The standard deviation ellipse can well express the distribution range and direction trend of geographic elements in the study area. This paper uses the ellipse to describe HEIs’ spatial distribution profile and dominant direction [23] with the following formulas:

$$\begin{array}{c}{\mathit{SDE}}_x = \sqrt{{{\sum }_{i=1}^n\left(x_i-\overline{X}\right)}^2/n},\end{array}$$

(5)

$$\begin{array}{c}{\mathit{SDE}}_y=\sqrt{{{\sum }_{i=1}^n\left(y_i-\overline{Y}\right)}^2/n},\end{array}$$

(6)

where SDE_x and SDE_y represent the ellipse’s long and short axes; x_i and y_i represent the coordinates of college i; X and Y represent all HEIs’ average center; and n is the total number of HEIs.

Further research is needed to clarify the overall distribution pattern, extension direction, and spatial expansion extent of higher education institutions. The standard deviation ellipse, defined by its major axis (SDEx), minor axis (SDEy), and rotation angle (θ), can quantify the concentration range of distribution (increased ellipse area indicates expanded agglomeration scope), dominant direction, and typological differences.

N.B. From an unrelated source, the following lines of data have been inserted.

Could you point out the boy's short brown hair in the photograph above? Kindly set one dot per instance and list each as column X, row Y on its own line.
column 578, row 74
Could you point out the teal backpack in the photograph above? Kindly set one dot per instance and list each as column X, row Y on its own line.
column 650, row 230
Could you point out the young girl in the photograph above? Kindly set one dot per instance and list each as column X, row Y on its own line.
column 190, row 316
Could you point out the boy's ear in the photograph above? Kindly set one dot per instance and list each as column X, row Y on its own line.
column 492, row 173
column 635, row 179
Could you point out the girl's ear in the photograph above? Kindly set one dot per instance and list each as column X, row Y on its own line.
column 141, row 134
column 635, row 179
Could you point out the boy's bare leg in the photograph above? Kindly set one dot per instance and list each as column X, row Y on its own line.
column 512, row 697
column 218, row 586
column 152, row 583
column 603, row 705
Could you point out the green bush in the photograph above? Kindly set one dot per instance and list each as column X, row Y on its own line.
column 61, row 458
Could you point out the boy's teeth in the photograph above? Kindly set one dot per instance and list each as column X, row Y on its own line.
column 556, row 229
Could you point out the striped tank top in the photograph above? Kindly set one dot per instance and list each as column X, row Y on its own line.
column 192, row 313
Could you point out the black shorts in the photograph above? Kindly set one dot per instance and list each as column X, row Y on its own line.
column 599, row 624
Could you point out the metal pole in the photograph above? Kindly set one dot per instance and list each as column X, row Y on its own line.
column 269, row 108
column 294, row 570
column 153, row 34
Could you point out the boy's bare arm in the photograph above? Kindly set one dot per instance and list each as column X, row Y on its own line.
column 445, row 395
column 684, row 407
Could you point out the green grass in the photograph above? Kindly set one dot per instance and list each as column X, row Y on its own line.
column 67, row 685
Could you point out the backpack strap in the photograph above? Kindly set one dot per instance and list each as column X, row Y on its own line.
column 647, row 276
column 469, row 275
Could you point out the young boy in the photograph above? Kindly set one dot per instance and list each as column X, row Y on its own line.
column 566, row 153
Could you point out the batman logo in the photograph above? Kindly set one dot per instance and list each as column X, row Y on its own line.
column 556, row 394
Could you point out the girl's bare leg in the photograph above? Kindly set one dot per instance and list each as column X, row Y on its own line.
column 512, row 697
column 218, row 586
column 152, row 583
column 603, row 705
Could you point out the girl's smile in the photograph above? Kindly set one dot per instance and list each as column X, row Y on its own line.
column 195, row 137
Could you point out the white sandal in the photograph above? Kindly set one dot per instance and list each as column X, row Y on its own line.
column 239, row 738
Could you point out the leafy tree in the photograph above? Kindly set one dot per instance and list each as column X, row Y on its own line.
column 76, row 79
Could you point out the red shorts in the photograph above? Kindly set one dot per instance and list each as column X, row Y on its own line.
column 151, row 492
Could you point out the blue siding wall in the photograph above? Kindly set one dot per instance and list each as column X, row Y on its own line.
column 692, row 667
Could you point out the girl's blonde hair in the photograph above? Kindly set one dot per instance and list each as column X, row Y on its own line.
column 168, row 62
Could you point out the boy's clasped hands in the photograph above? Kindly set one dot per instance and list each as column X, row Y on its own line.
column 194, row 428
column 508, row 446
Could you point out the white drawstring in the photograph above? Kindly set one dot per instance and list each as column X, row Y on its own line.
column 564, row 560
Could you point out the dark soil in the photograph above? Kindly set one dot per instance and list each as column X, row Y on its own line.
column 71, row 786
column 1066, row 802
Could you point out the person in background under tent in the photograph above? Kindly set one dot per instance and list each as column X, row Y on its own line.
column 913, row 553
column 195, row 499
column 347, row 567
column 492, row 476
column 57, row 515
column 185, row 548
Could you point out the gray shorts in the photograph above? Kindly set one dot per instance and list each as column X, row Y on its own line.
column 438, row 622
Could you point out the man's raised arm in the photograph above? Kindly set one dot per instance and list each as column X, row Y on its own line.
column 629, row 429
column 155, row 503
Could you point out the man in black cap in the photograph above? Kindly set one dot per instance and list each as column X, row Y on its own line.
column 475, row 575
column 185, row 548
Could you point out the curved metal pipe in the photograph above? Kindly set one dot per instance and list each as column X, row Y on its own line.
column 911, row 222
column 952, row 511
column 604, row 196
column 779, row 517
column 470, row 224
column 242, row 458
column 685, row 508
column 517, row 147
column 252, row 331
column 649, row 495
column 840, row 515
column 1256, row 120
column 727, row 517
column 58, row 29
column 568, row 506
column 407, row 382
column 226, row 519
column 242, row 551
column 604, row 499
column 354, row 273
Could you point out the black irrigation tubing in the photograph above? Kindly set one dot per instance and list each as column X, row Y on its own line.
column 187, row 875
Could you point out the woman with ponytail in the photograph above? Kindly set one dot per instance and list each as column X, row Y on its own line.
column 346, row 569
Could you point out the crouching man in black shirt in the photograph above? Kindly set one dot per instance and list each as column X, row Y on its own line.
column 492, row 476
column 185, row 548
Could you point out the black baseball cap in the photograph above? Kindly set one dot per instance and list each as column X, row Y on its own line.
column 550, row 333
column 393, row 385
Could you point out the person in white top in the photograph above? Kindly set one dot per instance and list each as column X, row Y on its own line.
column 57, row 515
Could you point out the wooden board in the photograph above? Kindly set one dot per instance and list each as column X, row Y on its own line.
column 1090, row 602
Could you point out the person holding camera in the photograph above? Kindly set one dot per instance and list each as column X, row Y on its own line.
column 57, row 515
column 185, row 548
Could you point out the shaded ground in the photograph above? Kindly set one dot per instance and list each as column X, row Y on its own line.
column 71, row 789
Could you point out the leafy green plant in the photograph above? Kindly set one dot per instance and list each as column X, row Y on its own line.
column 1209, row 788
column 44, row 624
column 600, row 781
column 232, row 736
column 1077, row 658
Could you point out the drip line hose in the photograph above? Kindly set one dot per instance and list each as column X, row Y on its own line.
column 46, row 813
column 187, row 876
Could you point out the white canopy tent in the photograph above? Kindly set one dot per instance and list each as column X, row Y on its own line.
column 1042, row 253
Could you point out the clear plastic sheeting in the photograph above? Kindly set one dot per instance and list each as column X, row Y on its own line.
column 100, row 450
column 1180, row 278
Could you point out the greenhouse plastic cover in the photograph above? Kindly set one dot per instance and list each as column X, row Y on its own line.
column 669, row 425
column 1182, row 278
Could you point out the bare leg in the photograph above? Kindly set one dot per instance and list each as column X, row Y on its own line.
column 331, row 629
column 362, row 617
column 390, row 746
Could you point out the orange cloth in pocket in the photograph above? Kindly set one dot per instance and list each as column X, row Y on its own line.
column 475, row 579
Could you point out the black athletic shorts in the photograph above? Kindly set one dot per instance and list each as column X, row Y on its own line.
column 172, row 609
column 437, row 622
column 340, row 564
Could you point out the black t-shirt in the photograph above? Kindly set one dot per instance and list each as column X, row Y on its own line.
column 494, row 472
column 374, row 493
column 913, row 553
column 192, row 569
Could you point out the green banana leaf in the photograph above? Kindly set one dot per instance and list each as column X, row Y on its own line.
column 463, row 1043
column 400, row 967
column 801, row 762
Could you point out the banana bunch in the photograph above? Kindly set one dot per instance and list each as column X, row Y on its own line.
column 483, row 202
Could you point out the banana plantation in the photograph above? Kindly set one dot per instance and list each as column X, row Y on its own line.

2.2.4. Geographic Detector

The geographic detector reveals the degree to which influencing factors shape the spatial distribution of HEIs by exploring the relationship between variance and total variance within an attribute layer [24], using the following formula:

$$\begin{array}{c}q = 1-{\displaystyle \frac{1}{{N\sigma }^2}}{\displaystyle \sum _{h=1}^L}{N}_h{\mathsf{\sigma }}_h^2,\end{array}$$

(7)

where q represents how well an influencing factor detects the spatial pattern of HEIs, the value interval is (0, 1), and a larger q-value indicates the factor’s stronger degree of influence. L is a variable’s stratification; N_h and N are the number of cells in layer h and the whole area, respectively; and ${\mathsf{\sigma }}_h^2$ and ${\sigma }^2$ represent the variance of the Y value in layer h and the whole area, respectively. To align with the analytical requirements of the geographic detector, this study employs the natural breakpoint method for classifying population-scale variables, the equidistant grouping method for economic development variables and geographic spatial variables, and the quartile grouping method for policy environment variables.

The study must screen core drivers influencing the spatial distribution of higher education institutions from 10 candidate factors, including population, economy, policy, and history. Geographic detectors quantify each factor’s contribution to spatial differentiation in university distribution by calculating factor explanatory power q-values (ranging from 0 to 1, where higher q-values indicate stronger influence), thereby precisely identifying dominant factors.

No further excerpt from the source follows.